İnşaat-İş: Şantiyelerin hızla kapatılması gerekiyor

İnşaat-İş: Şantiyelerin hızla kapatılması gerekiyor
İnşaat-İş sendikası, coronavirüs salgını sürecinde İstanbul'daki şantiyelerin durumuna ilişkin bir rapor yayımladı.

İnşaat İşçileri Sendikası (İnşaat-İş), coronavirüs salgını sürerken İstanbul’da bulunan şantiyeleri mercek altına aldı. Raporda, yüzlerce, binlerce işçinin bir arada çalıştığı bu tip şantiyelerde virüse karşı alınabilecek tek gerçek önlemin “şantiyelerin hızla kapatılması ve işçilerin ücretli izne çıkartılması” olduğu vurgulandı.

Raporda yer alan tespitlerden bazıları şöyle:

  • Özellikle mahalle aralarında bulunan irili ufaklı (10 ila 50 işçinin çalıştığı) şantiyelerde, salgına karşı önlem bir yana dursun, en insani ihtiyaçların bile esamesi okunmuyor. İşçilerin yüzde 70’inin sigortasız çalıştığı bu şantiyelerde “salgına karşı hangi önlemler alındı?” sorusunun cevabı kocaman bir “hiç!” 
  •  İstanbul’daki mega şantiyeler ile 200 ve üzeri işçinin çalıştırıldığı şantiyelerde de durum pek parlak değil. Bu şantiyelerin bazılarında mart ortasında, bazılarında ise bu ayın başında önlem alınmaya başlandı. Bu önlemler de ateş ölçmek, sağa sola yerleştiren dezenfekte makineleri, yemekhane ve yatakhanelerin günaşırı ilaçlanması gibi önlemler.
  • Salgın ilerleyince ve vakalar artınca yemekhane sistemini sosyal mesafeye göre düzenlemek, yatakhanelerde işçi sayısının düşürülmesi, ilaçlamaların sıklaştırılması vb. önlemler uygulamaya sokuldu. Ama bu önlemler tüm şantiyelerde aynı şekilde uygulanmadı. Birçok şantiyede yalnızca ana firmanın yatakhanelerinde önlem alındı. Taşeronun denetimindeki apartmandan bozma yatakhanelerde ise durum çok vahim. Bu yatakhanelerde tek bir odada 20-30 işçi barındırılıyor.

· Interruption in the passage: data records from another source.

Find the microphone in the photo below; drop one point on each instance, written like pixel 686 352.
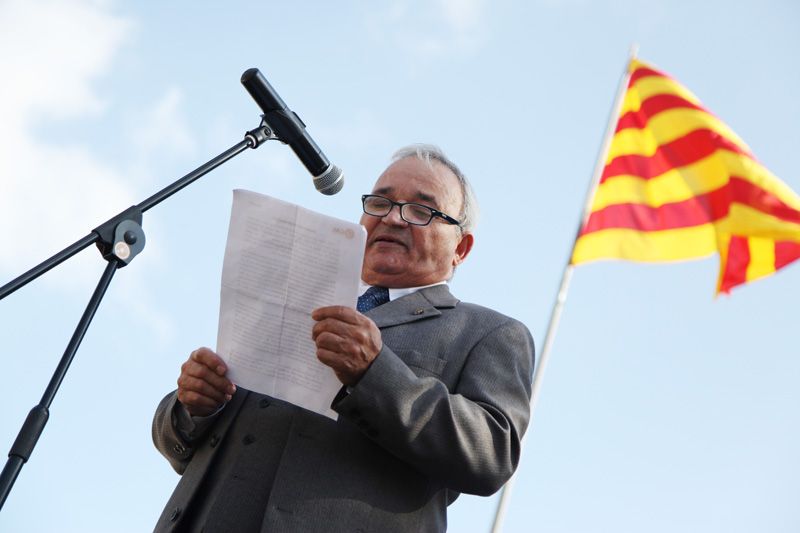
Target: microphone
pixel 328 178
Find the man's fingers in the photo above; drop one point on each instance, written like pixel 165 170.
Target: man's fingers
pixel 188 383
pixel 208 358
pixel 338 312
pixel 334 326
pixel 197 404
pixel 202 372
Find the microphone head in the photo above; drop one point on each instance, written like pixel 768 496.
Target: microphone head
pixel 331 181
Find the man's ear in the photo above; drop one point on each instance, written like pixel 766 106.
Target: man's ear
pixel 463 248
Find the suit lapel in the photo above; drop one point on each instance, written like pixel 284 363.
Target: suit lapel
pixel 419 305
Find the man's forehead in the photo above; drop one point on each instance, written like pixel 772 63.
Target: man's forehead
pixel 415 195
pixel 418 180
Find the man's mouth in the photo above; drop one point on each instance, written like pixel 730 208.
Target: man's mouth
pixel 389 239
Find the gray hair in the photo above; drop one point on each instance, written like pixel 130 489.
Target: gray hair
pixel 429 153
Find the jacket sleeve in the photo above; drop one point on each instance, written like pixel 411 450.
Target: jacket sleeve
pixel 467 438
pixel 173 437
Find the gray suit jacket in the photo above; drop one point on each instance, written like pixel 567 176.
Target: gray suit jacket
pixel 440 411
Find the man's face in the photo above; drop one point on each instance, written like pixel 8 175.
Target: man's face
pixel 399 254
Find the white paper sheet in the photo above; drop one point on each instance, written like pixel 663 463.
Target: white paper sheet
pixel 281 262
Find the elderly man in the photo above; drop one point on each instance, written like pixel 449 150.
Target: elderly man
pixel 434 399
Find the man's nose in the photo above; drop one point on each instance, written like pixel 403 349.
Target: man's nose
pixel 393 218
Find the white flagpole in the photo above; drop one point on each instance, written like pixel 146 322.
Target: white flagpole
pixel 566 276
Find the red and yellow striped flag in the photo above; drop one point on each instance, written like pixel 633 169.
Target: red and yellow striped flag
pixel 679 184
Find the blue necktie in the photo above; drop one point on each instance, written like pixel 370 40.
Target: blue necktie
pixel 374 297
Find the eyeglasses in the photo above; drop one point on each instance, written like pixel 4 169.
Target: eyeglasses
pixel 417 214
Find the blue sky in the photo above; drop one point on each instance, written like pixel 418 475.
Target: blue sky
pixel 663 408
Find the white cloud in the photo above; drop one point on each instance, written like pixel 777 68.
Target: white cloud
pixel 164 127
pixel 431 29
pixel 51 52
pixel 52 193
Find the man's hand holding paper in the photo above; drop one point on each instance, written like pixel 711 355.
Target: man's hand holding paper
pixel 281 262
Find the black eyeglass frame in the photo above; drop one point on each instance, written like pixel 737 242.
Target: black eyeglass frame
pixel 434 212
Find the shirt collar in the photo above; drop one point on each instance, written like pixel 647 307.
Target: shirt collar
pixel 394 294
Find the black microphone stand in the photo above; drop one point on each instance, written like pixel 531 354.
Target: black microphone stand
pixel 119 239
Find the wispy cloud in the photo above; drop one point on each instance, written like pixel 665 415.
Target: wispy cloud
pixel 431 29
pixel 55 190
pixel 51 53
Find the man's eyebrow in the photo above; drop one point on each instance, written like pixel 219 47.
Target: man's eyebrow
pixel 419 195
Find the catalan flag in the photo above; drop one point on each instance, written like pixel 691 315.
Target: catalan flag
pixel 678 184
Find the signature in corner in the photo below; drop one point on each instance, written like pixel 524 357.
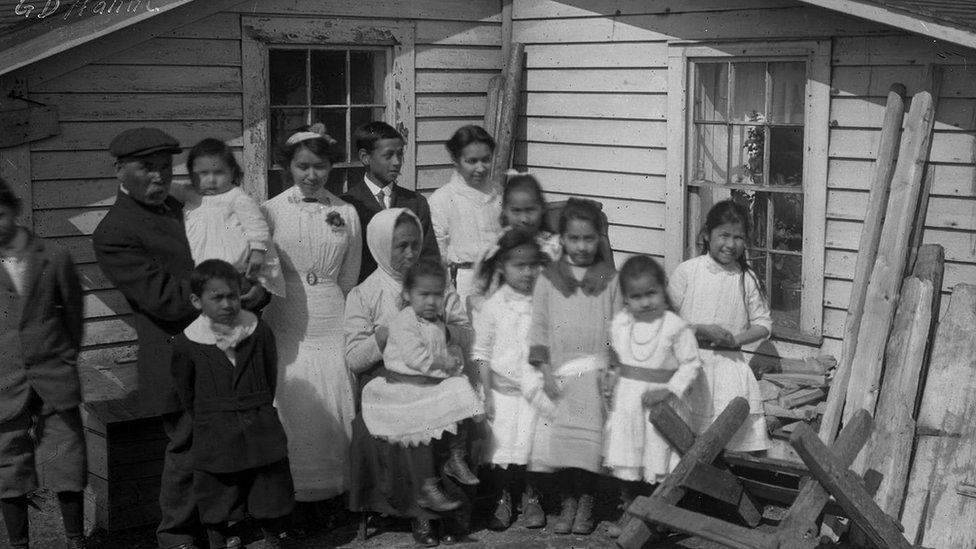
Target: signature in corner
pixel 26 8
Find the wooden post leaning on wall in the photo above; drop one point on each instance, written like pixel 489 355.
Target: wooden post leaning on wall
pixel 15 166
pixel 884 167
pixel 505 138
pixel 881 298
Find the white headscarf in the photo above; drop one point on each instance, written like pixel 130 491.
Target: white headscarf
pixel 379 238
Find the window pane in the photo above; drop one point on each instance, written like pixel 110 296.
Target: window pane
pixel 711 153
pixel 787 297
pixel 335 125
pixel 287 75
pixel 789 92
pixel 285 122
pixel 328 77
pixel 788 217
pixel 712 96
pixel 365 115
pixel 786 155
pixel 748 145
pixel 749 95
pixel 367 76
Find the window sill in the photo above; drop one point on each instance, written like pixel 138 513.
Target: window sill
pixel 796 336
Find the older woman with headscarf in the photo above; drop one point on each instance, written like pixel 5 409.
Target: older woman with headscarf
pixel 387 477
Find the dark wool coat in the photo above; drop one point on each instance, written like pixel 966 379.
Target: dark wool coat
pixel 40 332
pixel 235 424
pixel 143 251
pixel 367 206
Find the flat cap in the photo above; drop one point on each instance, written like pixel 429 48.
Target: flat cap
pixel 143 142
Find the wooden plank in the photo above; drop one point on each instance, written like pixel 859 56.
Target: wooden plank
pixel 882 293
pixel 847 489
pixel 596 56
pixel 458 33
pixel 583 131
pixel 200 14
pixel 395 9
pixel 890 448
pixel 453 81
pixel 594 157
pixel 597 80
pixel 635 532
pixel 755 24
pixel 597 105
pixel 867 252
pixel 445 105
pixel 554 9
pixel 180 51
pixel 703 526
pixel 77 136
pixel 140 78
pixel 508 109
pixel 458 58
pixel 933 511
pixel 800 522
pixel 143 107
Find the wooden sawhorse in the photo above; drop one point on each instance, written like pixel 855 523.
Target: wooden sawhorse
pixel 702 469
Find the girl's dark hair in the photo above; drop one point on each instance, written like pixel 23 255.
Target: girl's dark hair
pixel 213 269
pixel 422 268
pixel 506 243
pixel 324 147
pixel 465 136
pixel 583 210
pixel 8 197
pixel 529 184
pixel 219 149
pixel 640 265
pixel 730 212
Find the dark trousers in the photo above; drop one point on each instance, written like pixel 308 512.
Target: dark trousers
pixel 180 521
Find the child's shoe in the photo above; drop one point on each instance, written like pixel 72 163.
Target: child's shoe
pixel 564 524
pixel 433 498
pixel 583 521
pixel 532 514
pixel 457 468
pixel 501 518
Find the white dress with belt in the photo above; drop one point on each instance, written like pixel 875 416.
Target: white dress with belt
pixel 320 247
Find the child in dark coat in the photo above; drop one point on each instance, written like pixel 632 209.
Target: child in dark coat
pixel 40 335
pixel 225 371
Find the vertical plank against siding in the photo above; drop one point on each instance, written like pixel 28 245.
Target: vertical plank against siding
pixel 403 115
pixel 15 161
pixel 254 61
pixel 674 196
pixel 816 132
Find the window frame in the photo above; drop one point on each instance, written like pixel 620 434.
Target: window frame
pixel 260 33
pixel 680 236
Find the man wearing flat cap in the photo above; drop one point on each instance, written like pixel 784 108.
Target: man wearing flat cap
pixel 141 247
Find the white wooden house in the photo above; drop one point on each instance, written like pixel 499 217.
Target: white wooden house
pixel 652 107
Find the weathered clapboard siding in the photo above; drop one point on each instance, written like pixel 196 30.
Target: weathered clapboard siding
pixel 596 90
pixel 189 82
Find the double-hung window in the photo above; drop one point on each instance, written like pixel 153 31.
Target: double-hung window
pixel 751 127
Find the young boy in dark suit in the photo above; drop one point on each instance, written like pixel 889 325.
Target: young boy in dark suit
pixel 40 335
pixel 225 368
pixel 380 149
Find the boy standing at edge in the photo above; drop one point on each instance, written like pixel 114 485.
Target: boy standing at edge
pixel 380 149
pixel 40 336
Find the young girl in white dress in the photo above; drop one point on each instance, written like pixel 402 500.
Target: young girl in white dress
pixel 318 237
pixel 434 399
pixel 656 360
pixel 222 221
pixel 501 350
pixel 718 293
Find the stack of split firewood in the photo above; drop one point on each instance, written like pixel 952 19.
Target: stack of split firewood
pixel 914 373
pixel 796 393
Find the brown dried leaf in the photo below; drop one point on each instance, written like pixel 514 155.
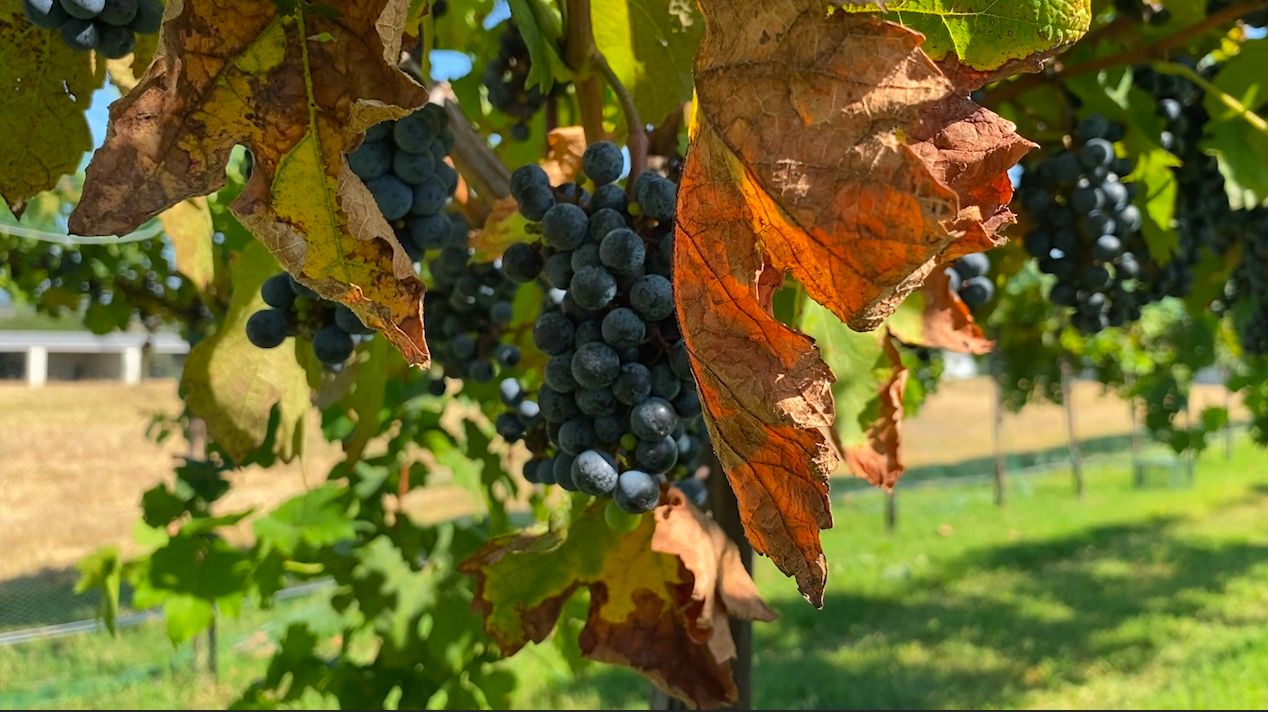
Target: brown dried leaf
pixel 879 459
pixel 833 148
pixel 659 596
pixel 298 90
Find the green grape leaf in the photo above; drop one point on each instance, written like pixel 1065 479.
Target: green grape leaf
pixel 45 89
pixel 855 359
pixel 659 594
pixel 649 44
pixel 102 570
pixel 312 520
pixel 187 616
pixel 232 385
pixel 987 34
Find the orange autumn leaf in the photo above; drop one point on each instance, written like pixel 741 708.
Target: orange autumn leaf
pixel 832 148
pixel 659 594
pixel 298 88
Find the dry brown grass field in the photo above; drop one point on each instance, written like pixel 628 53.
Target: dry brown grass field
pixel 75 457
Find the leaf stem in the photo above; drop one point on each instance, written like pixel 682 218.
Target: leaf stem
pixel 637 139
pixel 1224 96
pixel 578 53
pixel 1136 55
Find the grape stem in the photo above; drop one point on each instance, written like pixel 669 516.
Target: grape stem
pixel 1224 96
pixel 585 58
pixel 1134 56
pixel 637 129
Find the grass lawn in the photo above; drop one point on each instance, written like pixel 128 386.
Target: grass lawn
pixel 1129 598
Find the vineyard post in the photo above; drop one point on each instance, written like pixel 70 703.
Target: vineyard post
pixel 998 437
pixel 1228 412
pixel 725 511
pixel 1070 435
pixel 890 509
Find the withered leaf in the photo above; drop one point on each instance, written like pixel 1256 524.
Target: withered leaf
pixel 659 596
pixel 832 148
pixel 298 90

 Kamplara gidiş geliş sağlayan servis araçlarında ise hiçbir sosyal mesafe kuralına uyulmuyor.

10 binin üzerinde işçi işten atıldı

Raporda hak gasplarına da dikkat çekiliyor. Buna göre şantiyelerde en sık yaşanan hak gaspları şöyle:

  • Haklı fesih hakkını kullanmak isteyen işçilere “tüm haklarımı aldım” yazılı kağıt imzalamaya zorlamak, -İşten kaçınma hakkını kullanan işçileri ücret dahil tüm haklarını gasp ederek işten çıkarmak,
  • İşçileri “coronavirüs kaparsam sorumluluk bana aittir” ibareli kâğıt imzalamaya zorlamak,
  • İşten çıkartılan işçilerin tüm haklarını gasp etmek,
  • İşten çıkmak isteyen işçileri “ücretini vermem” diye tehdit ederek çalışmaya zorlamak,
  • Gurbetçi işçileri işten atarak, memleketlerine dönüşlerini de sağlamayarak işçilerin sokakta kalmalarına neden olmak, işten çıkartılan gurbetçi işçileri herhangi bir test ve karantina şartlarını sağlamadan memleketlerine göndermek.